China’s JD.com has sold its cloud and artificial intelligence businesses valued at a combined 15.7 billion yuan ($2.4 billion) to its fintech unit JD Digits, as it doubles down on its core ecommerce business to take on archrivals including Alibaba and Pinduoduo.
After the transaction, JD.com increased its equity interest in JD Digits to 42% by buying the latter’s ordinary shares, according to its filing to the U.S. Securities and Exchange Commission on Wednesday.
The plan was originally announced in December last year, when JD.com said that the spin-off would help JD Digits to deliver a suite of cutting-edge technology services to its business partners while it would continue to focus on its “core competences” and “synergistic businesses” to better serve customers.

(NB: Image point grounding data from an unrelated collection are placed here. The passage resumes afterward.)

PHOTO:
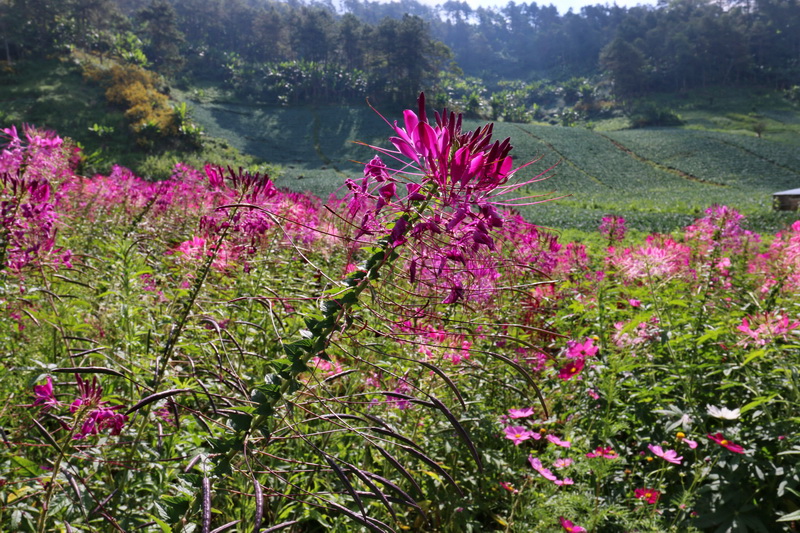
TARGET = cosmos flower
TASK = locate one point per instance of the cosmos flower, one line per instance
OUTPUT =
(722, 441)
(520, 413)
(517, 434)
(606, 452)
(671, 456)
(648, 495)
(723, 412)
(570, 527)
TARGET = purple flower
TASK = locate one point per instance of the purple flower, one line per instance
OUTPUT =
(99, 416)
(562, 463)
(44, 394)
(613, 228)
(581, 350)
(517, 434)
(572, 369)
(558, 442)
(671, 456)
(520, 413)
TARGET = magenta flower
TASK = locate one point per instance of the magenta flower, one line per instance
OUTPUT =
(581, 350)
(558, 442)
(509, 487)
(100, 416)
(572, 369)
(722, 441)
(606, 452)
(537, 465)
(45, 395)
(648, 495)
(520, 413)
(570, 527)
(613, 228)
(671, 456)
(517, 434)
(562, 463)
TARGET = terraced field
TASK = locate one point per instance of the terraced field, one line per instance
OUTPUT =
(659, 179)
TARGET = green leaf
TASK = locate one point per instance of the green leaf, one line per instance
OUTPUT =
(28, 465)
(758, 401)
(754, 354)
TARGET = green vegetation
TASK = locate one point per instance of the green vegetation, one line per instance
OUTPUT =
(659, 179)
(53, 94)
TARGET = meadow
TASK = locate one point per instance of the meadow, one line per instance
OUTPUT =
(218, 352)
(659, 179)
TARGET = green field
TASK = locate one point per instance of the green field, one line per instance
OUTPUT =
(659, 179)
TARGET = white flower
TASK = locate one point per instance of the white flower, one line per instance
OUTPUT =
(723, 412)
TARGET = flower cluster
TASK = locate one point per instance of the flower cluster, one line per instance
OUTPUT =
(91, 413)
(444, 194)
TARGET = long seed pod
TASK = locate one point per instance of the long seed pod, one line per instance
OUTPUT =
(259, 495)
(206, 507)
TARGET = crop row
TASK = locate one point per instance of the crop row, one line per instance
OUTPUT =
(714, 157)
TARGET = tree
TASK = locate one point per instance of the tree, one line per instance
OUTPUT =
(158, 29)
(624, 63)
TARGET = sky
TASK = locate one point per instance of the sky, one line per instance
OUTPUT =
(562, 5)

Wednesday’s announcement came amid the Chinese government tightening its crackdown on monopolistic practices on the internet, and in the areas of ecommerce and fintech. The crackdown was a major factor in the dramatic suspension of Ant Group’s blockbuster IPO in Shanghai and Hong Kong in November 2020.
In March, the South China Morning Post reported that JD Digits was likely to withdraw its application for an IPO on Shanghai’s Nasdaq-style STAR Market given the changing business environment after the halt of Ant Group’s IPO.
In February, China’s State Administration for Market Regulation issued new antitrust rules to prevent internet platforms from price fixing, restricting technologies and using data and algorithms to manipulate the market.